This reply, with its allusion to the governess, Anne knew was the severest thing she could say; so, with a self-satisfied look at Frances' flushed face, she went away to put on her things.
But her water-proof cloak could not be found—was nowhere. Anne was a great deal too independent to summon servants to her aid, so she must needs go down stairs to look for it, remembering, as she went, that she had hung it on the stand in the hall to dry. She was returning upstairs with it on her arm, when Charles's voice sounded in the morning-room. Anne hesitated a moment; but Frances's low mysterious tone was too great a temptation to be resisted, and with a half-frightened guilty look, she drew near the door and listened, thinking, perhaps, the end to be attained justified the means she was employing in attaining it.
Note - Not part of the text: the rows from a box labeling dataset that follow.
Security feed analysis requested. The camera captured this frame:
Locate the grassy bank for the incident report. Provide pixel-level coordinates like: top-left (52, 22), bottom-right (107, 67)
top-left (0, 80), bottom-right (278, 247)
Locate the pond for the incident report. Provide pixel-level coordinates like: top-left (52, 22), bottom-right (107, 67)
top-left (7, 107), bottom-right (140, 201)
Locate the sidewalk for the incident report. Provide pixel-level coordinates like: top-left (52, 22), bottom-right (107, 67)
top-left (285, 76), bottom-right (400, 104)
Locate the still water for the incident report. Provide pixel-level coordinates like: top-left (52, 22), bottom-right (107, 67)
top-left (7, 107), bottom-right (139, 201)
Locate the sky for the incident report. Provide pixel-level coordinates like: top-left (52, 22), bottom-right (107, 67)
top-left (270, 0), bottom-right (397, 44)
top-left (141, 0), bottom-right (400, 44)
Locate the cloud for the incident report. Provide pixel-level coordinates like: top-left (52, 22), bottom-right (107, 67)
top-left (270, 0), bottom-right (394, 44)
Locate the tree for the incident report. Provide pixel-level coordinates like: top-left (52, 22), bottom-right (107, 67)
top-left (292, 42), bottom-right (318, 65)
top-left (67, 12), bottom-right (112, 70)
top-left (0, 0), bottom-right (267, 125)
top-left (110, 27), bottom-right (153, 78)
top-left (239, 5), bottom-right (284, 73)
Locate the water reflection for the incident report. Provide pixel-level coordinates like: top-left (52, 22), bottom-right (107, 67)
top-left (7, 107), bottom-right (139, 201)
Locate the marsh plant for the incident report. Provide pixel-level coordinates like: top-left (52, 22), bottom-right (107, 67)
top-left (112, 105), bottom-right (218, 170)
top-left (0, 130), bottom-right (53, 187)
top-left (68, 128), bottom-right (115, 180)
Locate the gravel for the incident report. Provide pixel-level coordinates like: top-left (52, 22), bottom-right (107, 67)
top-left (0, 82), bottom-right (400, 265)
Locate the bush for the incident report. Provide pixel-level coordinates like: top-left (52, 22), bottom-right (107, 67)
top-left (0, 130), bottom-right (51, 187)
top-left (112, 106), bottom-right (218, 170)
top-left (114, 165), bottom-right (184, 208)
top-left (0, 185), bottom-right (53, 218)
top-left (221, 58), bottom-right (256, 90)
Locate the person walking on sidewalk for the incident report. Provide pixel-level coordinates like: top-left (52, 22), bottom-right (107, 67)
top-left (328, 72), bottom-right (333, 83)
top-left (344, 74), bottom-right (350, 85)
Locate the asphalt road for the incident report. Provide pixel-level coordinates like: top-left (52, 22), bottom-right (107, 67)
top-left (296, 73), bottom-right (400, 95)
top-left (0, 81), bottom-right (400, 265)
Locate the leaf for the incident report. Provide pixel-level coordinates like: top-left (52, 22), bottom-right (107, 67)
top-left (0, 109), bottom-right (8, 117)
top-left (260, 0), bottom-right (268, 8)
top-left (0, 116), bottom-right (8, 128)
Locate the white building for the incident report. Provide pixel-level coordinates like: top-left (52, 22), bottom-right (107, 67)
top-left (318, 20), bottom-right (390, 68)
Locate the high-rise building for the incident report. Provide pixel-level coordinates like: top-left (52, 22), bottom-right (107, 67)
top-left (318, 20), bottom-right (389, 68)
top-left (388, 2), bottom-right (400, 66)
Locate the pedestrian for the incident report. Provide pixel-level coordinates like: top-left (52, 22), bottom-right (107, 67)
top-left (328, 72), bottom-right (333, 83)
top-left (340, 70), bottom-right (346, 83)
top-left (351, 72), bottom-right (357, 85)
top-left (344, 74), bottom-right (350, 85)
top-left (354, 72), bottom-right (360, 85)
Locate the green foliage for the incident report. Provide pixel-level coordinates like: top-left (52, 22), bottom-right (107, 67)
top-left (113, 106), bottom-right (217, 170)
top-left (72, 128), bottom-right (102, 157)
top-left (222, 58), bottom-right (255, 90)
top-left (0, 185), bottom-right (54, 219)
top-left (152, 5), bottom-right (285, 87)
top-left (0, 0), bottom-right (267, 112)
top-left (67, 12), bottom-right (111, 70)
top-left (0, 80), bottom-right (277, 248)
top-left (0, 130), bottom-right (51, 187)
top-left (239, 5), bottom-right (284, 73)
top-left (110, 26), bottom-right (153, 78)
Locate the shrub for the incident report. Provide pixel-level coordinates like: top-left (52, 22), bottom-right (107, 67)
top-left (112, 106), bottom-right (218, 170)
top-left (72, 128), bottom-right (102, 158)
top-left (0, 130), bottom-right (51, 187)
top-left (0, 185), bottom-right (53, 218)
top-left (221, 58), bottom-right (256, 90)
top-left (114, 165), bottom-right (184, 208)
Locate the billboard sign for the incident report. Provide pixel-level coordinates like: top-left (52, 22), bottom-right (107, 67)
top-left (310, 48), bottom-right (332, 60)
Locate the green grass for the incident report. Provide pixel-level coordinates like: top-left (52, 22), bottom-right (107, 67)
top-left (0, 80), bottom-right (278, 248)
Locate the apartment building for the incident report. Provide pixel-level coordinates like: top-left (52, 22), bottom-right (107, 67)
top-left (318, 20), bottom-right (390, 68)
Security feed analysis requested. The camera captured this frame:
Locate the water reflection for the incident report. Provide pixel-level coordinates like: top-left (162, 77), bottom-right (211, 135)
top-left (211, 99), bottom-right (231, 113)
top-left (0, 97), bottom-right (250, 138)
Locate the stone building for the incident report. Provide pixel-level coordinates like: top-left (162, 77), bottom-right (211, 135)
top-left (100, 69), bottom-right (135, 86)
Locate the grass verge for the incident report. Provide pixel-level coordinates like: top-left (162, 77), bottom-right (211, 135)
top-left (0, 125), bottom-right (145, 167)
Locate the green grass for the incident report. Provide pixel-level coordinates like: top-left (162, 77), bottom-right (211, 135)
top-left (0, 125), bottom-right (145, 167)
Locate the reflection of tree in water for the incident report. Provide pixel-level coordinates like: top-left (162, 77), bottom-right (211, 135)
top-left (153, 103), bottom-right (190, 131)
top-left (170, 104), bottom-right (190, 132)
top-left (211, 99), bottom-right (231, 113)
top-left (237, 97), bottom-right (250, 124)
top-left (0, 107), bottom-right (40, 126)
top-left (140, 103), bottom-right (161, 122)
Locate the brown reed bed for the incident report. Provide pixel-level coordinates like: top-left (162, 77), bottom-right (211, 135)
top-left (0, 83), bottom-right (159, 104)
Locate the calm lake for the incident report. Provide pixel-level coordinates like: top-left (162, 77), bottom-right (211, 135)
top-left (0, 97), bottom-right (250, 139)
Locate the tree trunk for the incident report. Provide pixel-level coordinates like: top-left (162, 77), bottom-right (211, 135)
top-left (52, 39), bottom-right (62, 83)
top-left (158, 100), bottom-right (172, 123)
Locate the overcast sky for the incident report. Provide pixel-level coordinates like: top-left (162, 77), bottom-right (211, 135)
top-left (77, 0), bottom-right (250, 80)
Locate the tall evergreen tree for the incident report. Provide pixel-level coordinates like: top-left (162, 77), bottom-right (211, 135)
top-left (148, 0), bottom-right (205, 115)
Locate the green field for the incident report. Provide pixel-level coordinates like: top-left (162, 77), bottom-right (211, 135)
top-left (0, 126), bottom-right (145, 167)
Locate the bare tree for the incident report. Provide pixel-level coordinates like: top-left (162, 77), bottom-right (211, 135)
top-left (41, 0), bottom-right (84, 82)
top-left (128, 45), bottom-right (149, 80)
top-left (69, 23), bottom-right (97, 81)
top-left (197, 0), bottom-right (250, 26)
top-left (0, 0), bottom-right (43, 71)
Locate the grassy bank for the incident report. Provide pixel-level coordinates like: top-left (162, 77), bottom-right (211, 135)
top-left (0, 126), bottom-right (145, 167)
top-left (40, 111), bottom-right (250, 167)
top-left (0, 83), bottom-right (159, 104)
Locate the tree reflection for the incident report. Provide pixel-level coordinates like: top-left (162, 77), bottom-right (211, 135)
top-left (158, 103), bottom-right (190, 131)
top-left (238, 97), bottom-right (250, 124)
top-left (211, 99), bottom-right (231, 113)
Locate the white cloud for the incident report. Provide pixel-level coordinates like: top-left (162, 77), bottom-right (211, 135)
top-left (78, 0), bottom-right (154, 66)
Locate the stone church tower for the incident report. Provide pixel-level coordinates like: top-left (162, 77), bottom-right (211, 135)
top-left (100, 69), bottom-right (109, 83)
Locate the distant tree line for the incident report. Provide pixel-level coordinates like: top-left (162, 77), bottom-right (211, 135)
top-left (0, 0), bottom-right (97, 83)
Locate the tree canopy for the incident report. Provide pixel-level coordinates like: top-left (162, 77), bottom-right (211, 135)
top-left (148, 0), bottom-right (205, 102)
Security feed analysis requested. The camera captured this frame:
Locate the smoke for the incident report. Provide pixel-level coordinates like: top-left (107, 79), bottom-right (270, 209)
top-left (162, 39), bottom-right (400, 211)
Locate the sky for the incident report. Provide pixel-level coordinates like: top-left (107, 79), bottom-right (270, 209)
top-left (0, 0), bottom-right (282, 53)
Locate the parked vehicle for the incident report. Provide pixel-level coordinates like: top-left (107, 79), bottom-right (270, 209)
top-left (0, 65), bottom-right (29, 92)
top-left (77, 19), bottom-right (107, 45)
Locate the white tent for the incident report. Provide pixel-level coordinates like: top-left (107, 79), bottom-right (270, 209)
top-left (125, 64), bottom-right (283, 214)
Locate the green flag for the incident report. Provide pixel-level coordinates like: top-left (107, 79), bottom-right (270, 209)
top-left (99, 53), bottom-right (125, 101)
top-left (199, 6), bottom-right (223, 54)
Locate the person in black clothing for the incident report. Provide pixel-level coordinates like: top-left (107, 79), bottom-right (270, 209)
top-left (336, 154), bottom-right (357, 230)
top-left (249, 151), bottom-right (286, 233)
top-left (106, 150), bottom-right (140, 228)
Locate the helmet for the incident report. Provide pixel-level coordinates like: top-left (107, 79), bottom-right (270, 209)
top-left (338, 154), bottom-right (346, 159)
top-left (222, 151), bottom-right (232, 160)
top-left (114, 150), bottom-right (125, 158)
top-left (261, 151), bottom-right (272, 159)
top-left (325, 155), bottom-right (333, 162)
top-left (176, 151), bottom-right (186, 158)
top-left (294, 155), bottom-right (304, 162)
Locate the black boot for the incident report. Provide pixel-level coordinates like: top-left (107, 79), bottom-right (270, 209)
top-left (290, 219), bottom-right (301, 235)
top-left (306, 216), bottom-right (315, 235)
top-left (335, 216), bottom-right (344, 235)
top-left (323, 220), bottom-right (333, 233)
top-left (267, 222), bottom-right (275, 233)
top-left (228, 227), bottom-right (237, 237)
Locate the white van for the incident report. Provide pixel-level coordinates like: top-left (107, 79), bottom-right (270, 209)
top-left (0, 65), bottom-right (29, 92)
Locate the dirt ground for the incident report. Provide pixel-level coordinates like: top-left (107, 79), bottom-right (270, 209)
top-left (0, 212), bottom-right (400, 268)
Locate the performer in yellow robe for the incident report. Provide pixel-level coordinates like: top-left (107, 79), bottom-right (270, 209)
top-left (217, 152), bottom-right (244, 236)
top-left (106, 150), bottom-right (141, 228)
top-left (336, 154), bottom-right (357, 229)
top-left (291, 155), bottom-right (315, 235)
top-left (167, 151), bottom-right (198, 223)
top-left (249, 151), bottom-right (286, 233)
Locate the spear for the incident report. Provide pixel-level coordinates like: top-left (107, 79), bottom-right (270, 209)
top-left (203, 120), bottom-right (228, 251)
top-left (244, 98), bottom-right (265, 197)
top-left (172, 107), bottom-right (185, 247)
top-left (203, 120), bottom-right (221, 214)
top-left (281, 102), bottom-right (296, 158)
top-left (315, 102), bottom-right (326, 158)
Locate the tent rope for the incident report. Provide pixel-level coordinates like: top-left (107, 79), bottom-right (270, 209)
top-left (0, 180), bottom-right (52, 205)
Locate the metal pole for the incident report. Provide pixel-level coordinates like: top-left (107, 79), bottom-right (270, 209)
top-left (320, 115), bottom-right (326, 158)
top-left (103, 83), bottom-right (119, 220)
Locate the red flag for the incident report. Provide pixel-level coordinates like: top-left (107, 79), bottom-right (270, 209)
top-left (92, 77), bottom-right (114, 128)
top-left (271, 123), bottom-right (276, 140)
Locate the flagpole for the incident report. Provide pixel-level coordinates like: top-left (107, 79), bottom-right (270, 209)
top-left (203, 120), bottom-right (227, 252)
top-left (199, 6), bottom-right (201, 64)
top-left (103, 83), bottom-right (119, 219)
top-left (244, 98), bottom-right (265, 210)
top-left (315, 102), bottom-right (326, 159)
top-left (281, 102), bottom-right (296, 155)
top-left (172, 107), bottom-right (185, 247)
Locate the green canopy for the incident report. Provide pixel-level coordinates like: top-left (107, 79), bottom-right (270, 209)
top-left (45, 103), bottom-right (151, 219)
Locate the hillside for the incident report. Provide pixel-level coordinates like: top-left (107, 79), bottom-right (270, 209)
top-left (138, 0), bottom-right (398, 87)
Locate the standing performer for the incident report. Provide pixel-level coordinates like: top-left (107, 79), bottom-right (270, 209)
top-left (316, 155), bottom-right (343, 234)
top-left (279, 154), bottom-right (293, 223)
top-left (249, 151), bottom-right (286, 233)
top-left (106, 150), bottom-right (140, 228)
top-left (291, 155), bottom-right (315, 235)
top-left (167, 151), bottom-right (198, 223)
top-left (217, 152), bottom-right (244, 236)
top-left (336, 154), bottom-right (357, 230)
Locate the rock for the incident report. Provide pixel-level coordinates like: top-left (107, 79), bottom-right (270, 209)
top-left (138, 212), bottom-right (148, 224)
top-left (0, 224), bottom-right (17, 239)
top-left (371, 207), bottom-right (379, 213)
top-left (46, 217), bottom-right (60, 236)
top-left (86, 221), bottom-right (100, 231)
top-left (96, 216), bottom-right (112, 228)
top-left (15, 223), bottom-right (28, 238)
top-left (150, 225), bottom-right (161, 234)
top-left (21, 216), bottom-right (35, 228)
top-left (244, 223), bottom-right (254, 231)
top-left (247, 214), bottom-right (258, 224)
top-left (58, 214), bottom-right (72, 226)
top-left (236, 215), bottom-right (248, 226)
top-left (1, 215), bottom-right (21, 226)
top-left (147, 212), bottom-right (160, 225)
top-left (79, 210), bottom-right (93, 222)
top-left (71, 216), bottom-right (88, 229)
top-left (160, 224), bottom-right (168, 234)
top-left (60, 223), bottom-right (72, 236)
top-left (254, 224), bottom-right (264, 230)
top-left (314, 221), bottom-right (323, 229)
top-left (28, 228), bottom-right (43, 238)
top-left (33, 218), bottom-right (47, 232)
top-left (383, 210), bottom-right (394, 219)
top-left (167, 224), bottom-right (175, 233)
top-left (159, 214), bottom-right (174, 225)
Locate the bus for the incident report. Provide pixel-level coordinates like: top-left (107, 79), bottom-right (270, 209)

"My heart misgives me sometimes as to whether I did right in leaving her so precipitately, without a word," Charles was saying.
"What would have been the use of speaking?" was the rejoinder, "when she so evidently cared, or rather showed her love for Mr. Vavasour."
Anne could not hear the reply, and again Frances spoke.
"I thought I never should recover her from that death-like faint."
"If any woman deceived me, she did. I could have sworn she cared for me, on that very evening. How she trembled when I took her hand," said Charles.
Again Anne was at fault with the answer; but whatever it was Charles's reply rang loud and clear—
"I hate that fellow Vavasour!" he said.
"Hush! hush!" said Frances; and Anne could imagine she was entreating him to talk lower; then the rustle of her dress was heard, and swift as thought Anne flew lightly and softly up the thickly-carpeted stairs. As she paused at the top, breathless and panting, she heard the door below gently closed.